Неужели он так и сказал? Джек даже запнулся на полшаге. По остекленевшим глазам рулевого, рулевого старшины и помощников канонира, что возились с кормовой карронадой левого борта, а также по безмолвным корчам мичманов на переходном мостке стало ясно, что да.
— Я тебе вот что скажу, Златовласка, — продолжил Парслоу, прикрыв один глаз, — ты тут не очень передо мной задавайся. Я личность, и я такого не потерплю. Сам его ищи.
— Помощника боцмана сюда, — сказал Джек. — Старшина, гамак мистера Парслоу, пожалуйста.
Прибежал помощник боцмана с линьком в руке.
— Привяжите этого молодого джентльмена к пушке в моей каюте.
Молодой джентльмен отцепился от пиллерса и теперь лежал на палубе, вопя, что его нельзя бить, что он заколет кортиком любого, кто только посмеет до него дотронуться — он, как-никак, офицер. Помощник боцмана поднял его с палубы за хлястик, часовой открыл и закрыл за ними дверь. Испуганный крик, потом визгливые ругательства, от которых расширились глаза у скалящих зубы на квартердеке, вперемешку с равномерными глухими ударами линька, и затем горько рыдающий мистер Парслоу был вытащен за руку наружу.
— Завяжите его в гамак, Роджерс, — велел Джек. — Мистер Пуллингс? Мистер Пуллингс, мичманам грог не выдавать до дальнейших распоряжений.
Вечером в каюте он сказал Стивену:
— Знаешь, что эти мерзавцы из мичманской берлоги сделали с юным Парслоу?
— Знаю, не знаю — всё равно ты мне сейчас расскажешь, — заметил Стивен, наливая себе ром.
— Они напоили его до поросячьего визга и затем отправили на палубу. В первый же день, когда можно отдохнуть от постоянных вахт и уже не надо стоять по колено в воде — им больше заняться нечем, кроме как подпоить мальчишку. Однако на этом их шутки кончены. Я запретил давать им грог.
— Ещё бы лучше было, если б ты запретил раздавать грог всей команде. В высшей степени пагубный обычай, потакание природной приверженности в чудовищных размерах: полпинты рома, вот уж да! Четверть людей, что теперь находятся в моих руках, в лазарете, не попали бы туда вовсе, если бы не этот твой гнусный ром. Их тащат ко мне вниз со сломанными ногами-руками, ребрами и ключицами, потому что они попадали с рангоута по пьяной лавочке — крепкие, ловкие, внимательные люди, которые бы никогда не свалились оттуда, будучи трезвыми. Слушай, давай его тихонько выльем весь за борт.

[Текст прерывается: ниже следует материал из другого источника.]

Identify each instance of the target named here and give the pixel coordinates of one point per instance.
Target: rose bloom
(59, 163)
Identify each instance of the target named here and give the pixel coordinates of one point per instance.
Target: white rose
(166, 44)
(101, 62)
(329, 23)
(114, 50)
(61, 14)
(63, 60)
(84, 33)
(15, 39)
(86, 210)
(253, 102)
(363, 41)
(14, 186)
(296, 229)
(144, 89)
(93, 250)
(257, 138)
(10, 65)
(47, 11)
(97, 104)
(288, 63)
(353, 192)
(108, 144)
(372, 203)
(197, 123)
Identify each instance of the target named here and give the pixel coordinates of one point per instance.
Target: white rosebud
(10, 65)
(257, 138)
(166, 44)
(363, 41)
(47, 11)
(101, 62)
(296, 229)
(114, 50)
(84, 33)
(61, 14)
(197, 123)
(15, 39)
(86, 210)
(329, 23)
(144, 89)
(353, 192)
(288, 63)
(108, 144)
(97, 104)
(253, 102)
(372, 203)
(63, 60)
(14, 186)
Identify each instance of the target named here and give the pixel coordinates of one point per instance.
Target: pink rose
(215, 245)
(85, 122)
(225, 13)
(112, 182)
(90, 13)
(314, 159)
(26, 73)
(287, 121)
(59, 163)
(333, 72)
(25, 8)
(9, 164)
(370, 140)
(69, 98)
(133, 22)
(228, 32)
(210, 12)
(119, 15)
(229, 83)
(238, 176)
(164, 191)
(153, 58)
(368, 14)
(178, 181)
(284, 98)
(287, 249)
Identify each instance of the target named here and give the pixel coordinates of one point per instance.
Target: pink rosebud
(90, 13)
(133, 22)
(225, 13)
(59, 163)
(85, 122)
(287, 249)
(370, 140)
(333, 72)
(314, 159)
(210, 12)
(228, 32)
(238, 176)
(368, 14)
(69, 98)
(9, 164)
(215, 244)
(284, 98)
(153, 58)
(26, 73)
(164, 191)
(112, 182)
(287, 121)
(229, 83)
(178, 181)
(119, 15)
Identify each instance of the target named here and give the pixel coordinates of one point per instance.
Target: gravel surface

— И получим мятеж? Благодарю покорно. Нет, уж пусть они лучше путаются в парусах, но в целом худо-бедно занимаются своим делом. Мятеж. Кровь стынет в жилах, как подумаешь об этом. Люди, с которыми ты вроде сработался, вдруг становятся скрытными и холодными; никаких шуток, пения, посиделок; все делятся на два лагеря, а те, кто ещё не решился, не знают что делать и мечутся между ними. А потом они начинают катать ядра по ночам.
— Катать ядра?
— Они катают ядра вдоль палубы в ночные вахты, чтобы дать тебе понять, что задумали, и, может, ещё для того, чтоб попасть по ногам офицеру.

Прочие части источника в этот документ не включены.